We evaluated evidence of fraud in the timber industry in the Brazilian Amazon based on the discrepancy between the estimated timber volumes in plots established by the government in undisturbed forests and the volumes of approved logging permits, as well as field assessments of six logged areas. We focused our analysis on Pará, eastern Amazon—the main timber production and export state. First, we integrated data of 427 valid logging permits issued from 2012 to 2017 in Pará, with 426 1-ha plots surveyed through the national forest inventory of Brazil (hereafter referred to as RADAM plots) (19) distributed across Pará state (fig. S1). From a total of 80 potential species, we selected 11 species or species groups (2 or 3 species sold with the same commercial name) with at least 50 observations in both logging permits and RADAM plots for comparison. These species represented a range of wood values and accounted for a total of 2.8 million m3 of timber, 482,682 trees, and more than US$52 million of licensed timber (table S1). Discrepancy analyses were complemented by post-logging field assessments of six logging permits in western Pará accounting for a forest management area of 671,954 ha, in which the timber volume of ipê species (Handroanthus spp.) intended to be harvested in forest management area was much higher (>4 m3 ha−1) than those observed in RADAM plots (0.7 m3 ha−1).
RESULTS
The discrepancy between timber volumes registered in forest management units of approved logging permits and those observed in RADAM plots was positively correlated with timber price of standing trees, indicating a strong bias of potential overestimation of the most valuable timber species in logging permits (Fig. 1A). This pattern persisted when a more conservative analytical approach was used to compare timber volumes of low-, medium-, and high-value species of logging permits to quantile classes near the density distribution limit of those species’ timber volumes in RADAM plots; we found that high-value species volumes exceeded the 90th percentile Amazon-wide inventory values in a larger proportion of logging permits than did volumes for less desirable timber species (Fig. 1B). Overall, the logging permits with potential overestimated timber volumes were spatially independent, which conflicts with the interpretation that higher timber volumes in logging permits are associated with specific regions where commercial timber species are more abundant (Fig. 2).
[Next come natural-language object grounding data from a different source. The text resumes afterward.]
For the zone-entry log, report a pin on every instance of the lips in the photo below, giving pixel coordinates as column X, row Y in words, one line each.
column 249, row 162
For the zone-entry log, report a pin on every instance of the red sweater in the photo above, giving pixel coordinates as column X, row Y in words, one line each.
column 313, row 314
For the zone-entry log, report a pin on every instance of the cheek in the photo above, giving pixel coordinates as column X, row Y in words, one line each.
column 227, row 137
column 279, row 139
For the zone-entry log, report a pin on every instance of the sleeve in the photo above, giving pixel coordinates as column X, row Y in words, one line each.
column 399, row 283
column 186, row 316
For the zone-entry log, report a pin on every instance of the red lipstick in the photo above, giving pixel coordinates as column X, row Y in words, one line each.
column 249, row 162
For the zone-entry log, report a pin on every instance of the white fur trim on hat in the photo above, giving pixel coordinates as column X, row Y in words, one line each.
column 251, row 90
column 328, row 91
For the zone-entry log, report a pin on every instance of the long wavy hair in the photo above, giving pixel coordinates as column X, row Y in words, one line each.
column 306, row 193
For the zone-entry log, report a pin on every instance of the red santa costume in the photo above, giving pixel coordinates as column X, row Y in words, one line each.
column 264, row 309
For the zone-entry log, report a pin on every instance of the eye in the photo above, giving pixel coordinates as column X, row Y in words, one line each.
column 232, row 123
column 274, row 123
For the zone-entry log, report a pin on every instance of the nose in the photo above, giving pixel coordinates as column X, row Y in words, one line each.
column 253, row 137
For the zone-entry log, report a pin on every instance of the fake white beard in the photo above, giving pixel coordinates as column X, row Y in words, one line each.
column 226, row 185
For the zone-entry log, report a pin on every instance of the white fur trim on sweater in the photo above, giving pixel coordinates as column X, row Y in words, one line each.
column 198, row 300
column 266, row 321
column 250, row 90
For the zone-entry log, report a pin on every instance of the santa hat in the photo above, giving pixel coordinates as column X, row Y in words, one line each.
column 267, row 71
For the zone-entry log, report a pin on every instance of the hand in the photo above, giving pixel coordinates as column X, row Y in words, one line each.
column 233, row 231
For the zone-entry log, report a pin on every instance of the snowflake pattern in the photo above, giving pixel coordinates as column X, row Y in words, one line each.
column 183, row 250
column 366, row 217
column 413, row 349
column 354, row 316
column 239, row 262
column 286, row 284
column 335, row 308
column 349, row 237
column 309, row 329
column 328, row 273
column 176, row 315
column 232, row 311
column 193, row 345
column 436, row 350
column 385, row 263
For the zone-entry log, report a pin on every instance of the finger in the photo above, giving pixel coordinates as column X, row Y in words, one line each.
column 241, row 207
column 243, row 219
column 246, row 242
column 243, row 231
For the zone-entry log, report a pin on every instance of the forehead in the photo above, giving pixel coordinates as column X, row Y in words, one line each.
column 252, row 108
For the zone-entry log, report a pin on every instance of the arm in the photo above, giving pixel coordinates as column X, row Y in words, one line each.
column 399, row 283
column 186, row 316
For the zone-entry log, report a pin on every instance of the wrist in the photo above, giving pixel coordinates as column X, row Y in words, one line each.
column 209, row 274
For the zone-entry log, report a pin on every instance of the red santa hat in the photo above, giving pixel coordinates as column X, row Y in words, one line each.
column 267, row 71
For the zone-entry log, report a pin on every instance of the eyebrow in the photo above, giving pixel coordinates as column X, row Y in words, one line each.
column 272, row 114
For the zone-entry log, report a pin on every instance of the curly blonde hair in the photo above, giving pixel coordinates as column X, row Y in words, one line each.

A minority of professionals were in charge of logging permits with higher probability of fraud (for example, with timber volume ratio in logging permits versus RADAM plots > 2), except for the most valuable species (Handroanthus spp.), for which most foresters registered much higher timber volumes in forest management units than those reported by RADAM plots (Fig. 3A). Four of the five species with the highest wood prices concentrated the most discrepant values (Fig. 3A), and the amount of variation among foresters increased with timber price (Fig. 3B). These results indicate that the general pattern of overestimated timber volumes in logging permits is strongly influenced by timber price and that a relatively small subset of professional foresters is associated with the most egregious overestimations.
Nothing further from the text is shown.